Many AI-assisted development workflows treat code generation as the final objective. This approach often leads to brittle systems where AI-produced code enters production without sufficient validation.

To build reliable agentic systems, engineering teams must distinguish between generation, review, and approval. These three activities answer different questions and require distinct architectural handling.

In short

  • Generation asks if the AI can produce code, while review evaluates the quality of that output, and approval governs the decision to deploy.

  • Treating these as separate quality gates prevents the common pitfall of assuming that a successful generation equals a successful engineering outcome.

  • Architecting for these gates requires moving beyond simple pipelines toward a model where review and approval are first-class, automated engineering activities.

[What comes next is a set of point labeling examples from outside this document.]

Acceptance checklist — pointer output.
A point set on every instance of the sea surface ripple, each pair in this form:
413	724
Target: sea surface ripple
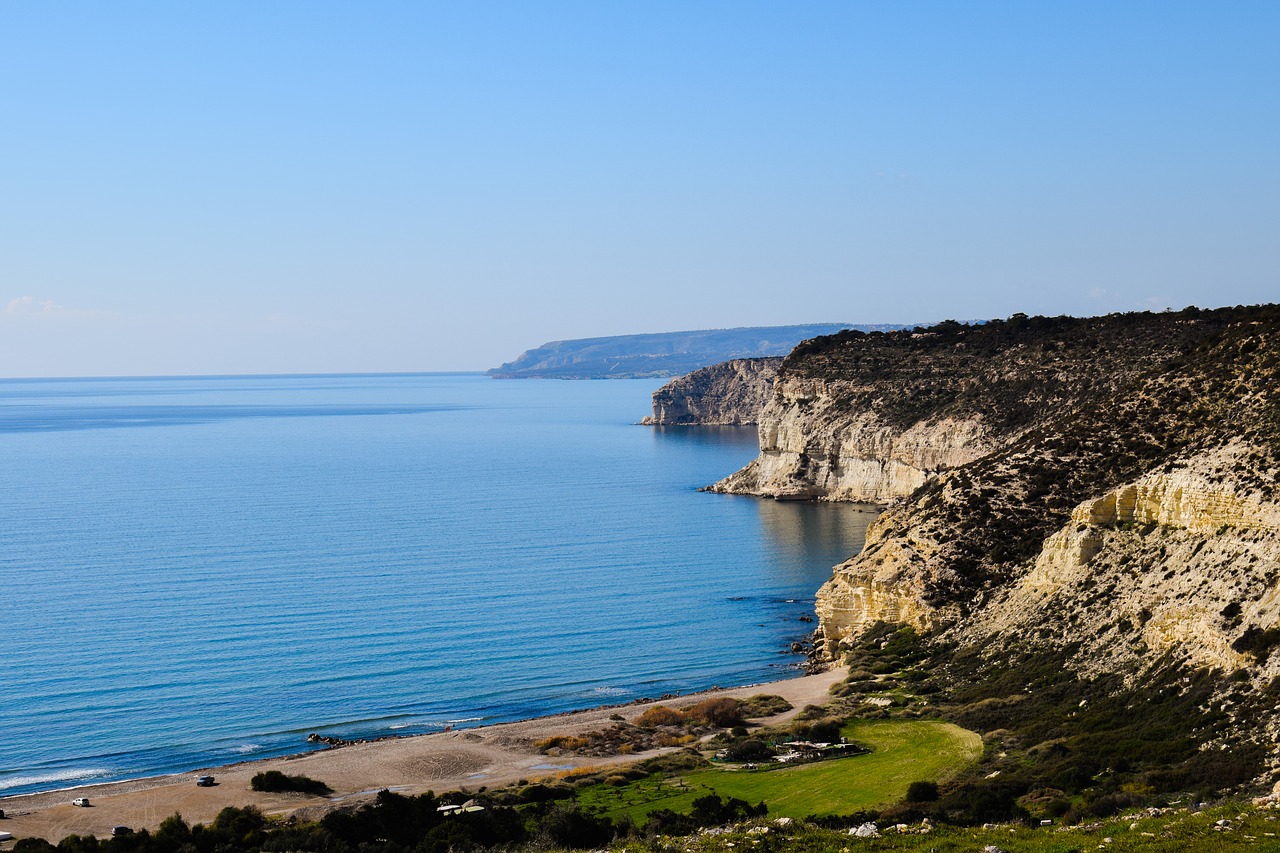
204	570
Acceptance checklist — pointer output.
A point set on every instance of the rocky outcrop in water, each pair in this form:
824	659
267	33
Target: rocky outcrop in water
730	393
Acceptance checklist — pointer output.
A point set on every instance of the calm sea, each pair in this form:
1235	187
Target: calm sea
202	570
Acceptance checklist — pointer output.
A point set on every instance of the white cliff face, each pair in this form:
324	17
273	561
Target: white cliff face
813	447
1179	561
883	583
723	395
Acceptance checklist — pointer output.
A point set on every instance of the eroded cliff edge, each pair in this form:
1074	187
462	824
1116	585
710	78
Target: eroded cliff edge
731	393
1098	491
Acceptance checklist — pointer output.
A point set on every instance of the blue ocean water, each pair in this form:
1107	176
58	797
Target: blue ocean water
202	570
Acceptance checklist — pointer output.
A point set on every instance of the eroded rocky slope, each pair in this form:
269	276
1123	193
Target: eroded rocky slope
1101	491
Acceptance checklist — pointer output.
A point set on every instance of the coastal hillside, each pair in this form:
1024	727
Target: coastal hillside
730	393
664	354
1082	515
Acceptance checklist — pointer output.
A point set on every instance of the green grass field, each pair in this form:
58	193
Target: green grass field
901	752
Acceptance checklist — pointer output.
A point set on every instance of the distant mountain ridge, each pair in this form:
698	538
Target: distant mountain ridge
663	354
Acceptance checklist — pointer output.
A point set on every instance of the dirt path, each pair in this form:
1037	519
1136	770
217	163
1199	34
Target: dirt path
489	756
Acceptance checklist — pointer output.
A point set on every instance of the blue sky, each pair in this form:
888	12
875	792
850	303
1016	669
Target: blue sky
260	187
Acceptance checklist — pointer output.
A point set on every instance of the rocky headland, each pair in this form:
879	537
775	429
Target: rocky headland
730	393
1088	505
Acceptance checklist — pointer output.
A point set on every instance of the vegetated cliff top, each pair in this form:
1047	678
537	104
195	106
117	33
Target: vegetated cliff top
1074	407
1097	592
662	354
1033	369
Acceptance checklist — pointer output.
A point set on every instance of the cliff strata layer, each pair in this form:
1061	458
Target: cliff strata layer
1100	489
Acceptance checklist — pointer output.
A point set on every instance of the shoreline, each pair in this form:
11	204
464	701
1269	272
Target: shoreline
488	756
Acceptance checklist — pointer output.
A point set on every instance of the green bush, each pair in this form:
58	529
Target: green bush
275	781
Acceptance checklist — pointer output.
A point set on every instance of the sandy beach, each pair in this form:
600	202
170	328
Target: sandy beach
490	756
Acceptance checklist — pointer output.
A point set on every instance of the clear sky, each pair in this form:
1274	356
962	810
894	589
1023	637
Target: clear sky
264	187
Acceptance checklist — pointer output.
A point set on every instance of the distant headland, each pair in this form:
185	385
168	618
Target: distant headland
663	354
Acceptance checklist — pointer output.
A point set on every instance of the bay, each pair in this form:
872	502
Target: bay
204	570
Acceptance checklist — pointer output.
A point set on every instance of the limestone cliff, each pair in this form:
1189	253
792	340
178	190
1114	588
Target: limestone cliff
1101	491
727	393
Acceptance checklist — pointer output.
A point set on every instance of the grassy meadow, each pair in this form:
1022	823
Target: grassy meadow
903	751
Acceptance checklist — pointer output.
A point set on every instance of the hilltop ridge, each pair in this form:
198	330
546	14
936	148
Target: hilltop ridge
662	354
1082	537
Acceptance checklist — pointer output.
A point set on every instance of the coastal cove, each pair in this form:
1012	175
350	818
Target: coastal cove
206	570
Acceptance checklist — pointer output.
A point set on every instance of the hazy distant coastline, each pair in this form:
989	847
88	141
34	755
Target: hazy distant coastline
663	354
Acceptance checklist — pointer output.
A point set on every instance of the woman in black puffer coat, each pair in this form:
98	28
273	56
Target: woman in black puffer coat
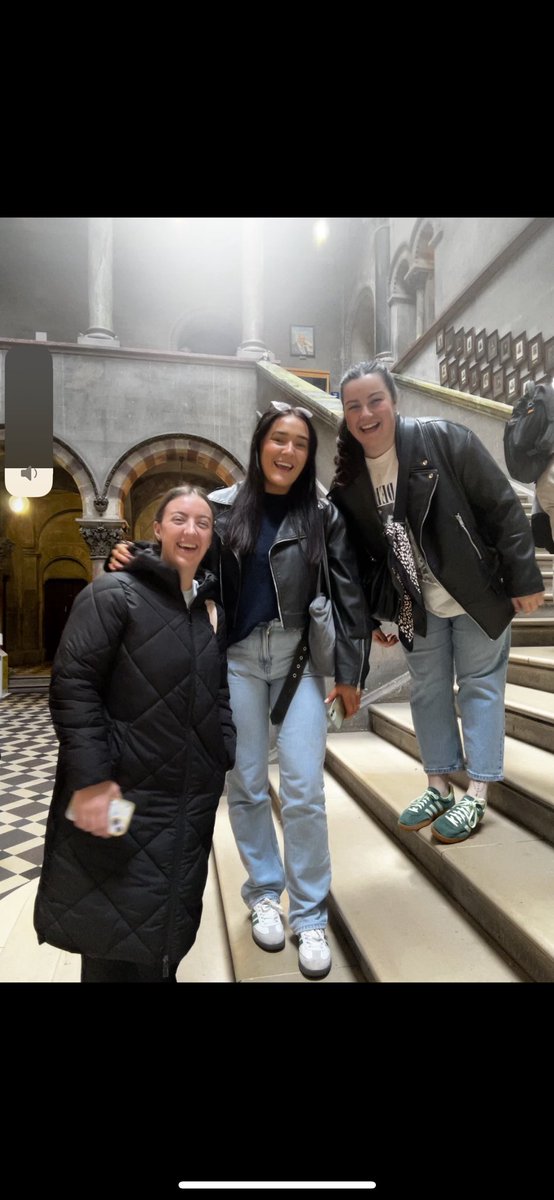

Decoupling Generation from Validation

The primary failure in many AI workflows is the conflation of output with correctness. When an agent generates code, it is performing a creative task, not a verification task.

By introducing a dedicated review gate, teams can force the system to evaluate its own output against specific criteria, such as test coverage or security standards. This step transforms the workflow from a simple linear process into a controlled engineering loop.

The Role of Approval in Governance

Approval is the final gate that separates an AI demonstration from a practical system. It represents a governance decision that cannot be automated away by the same model that generated the code.

Architects should design systems where the approval gate acts as a hard stop. This ensures that human oversight or secondary automated verification systems confirm the code meets organizational standards before it reaches the codebase.

Moving from generation to engineering requires discipline. By explicitly separating these three gates, teams can build AI systems that are not just productive, but also predictable and maintainable.